Customer-Focus vs Profit-Focus: Lessons from Airline Experiences

I once took two flights on the same type of aeroplane, with two different companies, and had very different experiences. One was customer-focused and the other was profit-focused.

The two flights were to Egypt and Miami with different firms, both of which would qualify as low-cost airlines, but they both go about their business in very different manners.

With a flight to Egypt, you really get the feeling that they put profits before the customer. The aeroplane seats were hard and uncomfortable; they didn’t recline and had no seat back pocket to store things that you might want during a 5-hour flight. Everything on the flight, such as food, drinks, – even water, was extra, and it seemed that there was a constant effort to sell things during the flight.

The inflight entertainment was a shared screen with no choices available.

Everything on the way the plane was set up felt like it was a low-cost option, with low-cost operations in mind rather than good service and customer satisfaction. The flight was uncomfortable and not a great start to a vacation.

With the flight to Miami, the plane had a completely different set-up. The seats were not only padded but had extra padding to make them more comfortable, they reclined up to 15cm which made it easy to relax and go to sleep.

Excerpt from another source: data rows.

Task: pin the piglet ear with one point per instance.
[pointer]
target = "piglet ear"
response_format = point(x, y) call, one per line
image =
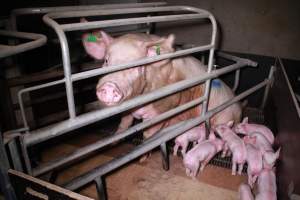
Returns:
point(82, 19)
point(230, 123)
point(245, 120)
point(211, 136)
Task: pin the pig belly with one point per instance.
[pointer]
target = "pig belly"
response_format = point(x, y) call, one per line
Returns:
point(245, 192)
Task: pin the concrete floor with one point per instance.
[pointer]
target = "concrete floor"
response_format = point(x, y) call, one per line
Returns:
point(147, 180)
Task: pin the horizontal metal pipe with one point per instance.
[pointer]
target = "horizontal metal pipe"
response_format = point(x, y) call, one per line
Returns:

If you didn’t want to sleep then there was individual entertainment with up to 250 hours of different shows and music to choose from. There was both a hot and cold meal included and all drinks were free, even alcohol, and they were very generous allowing people to make requests during the flight for additional drinks. They did offer duty-free for sale but it wasn’t really a hard sell like on the Egypt flight.

These two experiences, coming within the space of 5 days, were very clear to me what the companies were focused on. With the Miami flight, it really felt like it was the customer, nothing seemed to be too much trouble, and the flight was enjoyable, in fact, it was a pleasure and we arrived relaxed at our destination.

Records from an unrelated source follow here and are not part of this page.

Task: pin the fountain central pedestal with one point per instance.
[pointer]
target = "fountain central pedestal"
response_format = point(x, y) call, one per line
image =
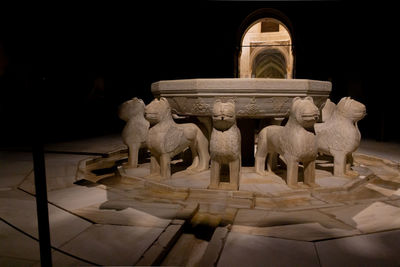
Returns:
point(258, 101)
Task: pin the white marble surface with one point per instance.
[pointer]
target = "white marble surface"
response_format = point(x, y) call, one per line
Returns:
point(128, 216)
point(373, 217)
point(76, 197)
point(378, 249)
point(112, 244)
point(250, 250)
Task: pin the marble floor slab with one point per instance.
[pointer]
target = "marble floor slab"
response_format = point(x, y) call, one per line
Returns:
point(368, 218)
point(112, 244)
point(250, 250)
point(378, 249)
point(301, 231)
point(76, 197)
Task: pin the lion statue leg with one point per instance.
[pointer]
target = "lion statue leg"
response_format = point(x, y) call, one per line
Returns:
point(234, 174)
point(133, 150)
point(339, 163)
point(214, 175)
point(261, 154)
point(309, 173)
point(199, 147)
point(154, 166)
point(292, 172)
point(349, 163)
point(165, 166)
point(202, 149)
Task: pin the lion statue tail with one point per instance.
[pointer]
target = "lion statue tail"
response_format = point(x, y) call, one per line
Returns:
point(327, 110)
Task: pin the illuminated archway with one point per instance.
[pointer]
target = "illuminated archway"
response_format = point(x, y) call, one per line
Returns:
point(266, 47)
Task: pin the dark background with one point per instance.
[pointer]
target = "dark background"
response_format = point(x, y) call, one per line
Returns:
point(51, 56)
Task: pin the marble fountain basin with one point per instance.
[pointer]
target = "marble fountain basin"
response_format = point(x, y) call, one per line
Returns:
point(254, 97)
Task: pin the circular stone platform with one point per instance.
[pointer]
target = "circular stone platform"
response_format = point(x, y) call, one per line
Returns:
point(264, 205)
point(254, 97)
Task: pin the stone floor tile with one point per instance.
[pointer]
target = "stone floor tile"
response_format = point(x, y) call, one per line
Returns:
point(378, 249)
point(128, 216)
point(187, 251)
point(112, 244)
point(76, 197)
point(302, 231)
point(63, 260)
point(262, 218)
point(161, 210)
point(368, 218)
point(249, 250)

With the flight to Egypt they were very clearly focused on profits, nothing about the flight was enjoyable, it was just a means to an end, a way of getting from A to B.

This is not the first time, in similar businesses, I have experienced these different business models, i.e. Customer-focused and Profit-focused, and each time my reaction has always been the same.

I will not, if I have a choice, use a company that is profit-focused.

I do believe we need to pay attention to profits, but not at the expense of the customer, I think this is a very short-term, short-sighted business model which ultimately will either end up with your business going bust or with a terrible reputation.

I don’t doubt that there will be some CEOs who will say, that as long as they are profitable a good reputation is just a bonus. But this really is short-sighted because as soon as your customers have another option, in some cases any other option, then you will lose your customers.

It is possible to be successful with the customer-first model, there are many companies who have achieved this, SouthWestern Airlines is one of my favourites, they operate and compete in the low-cost airline space, but they don’t make you feel like you are receiving a budget service. This is one of the reasons why they have been profitable for over 37 years in a row.

The price difference between the two flights was negligible, as I mentioned both would qualify in the low-cost class and were the cheapest flights offered to their respective destinations, but there was a gulf in class between the service levels.

Not only would I use the company – Air Berlin – that flew us to Miami for such a trip, but I have now added them to my preferred airline list and will recommend them to others.

The other company, unless the only alternative is that I have to walk, I will never use it again.

If you focus on your customers then the profits will come, if you just focus on the profits then your customers could go!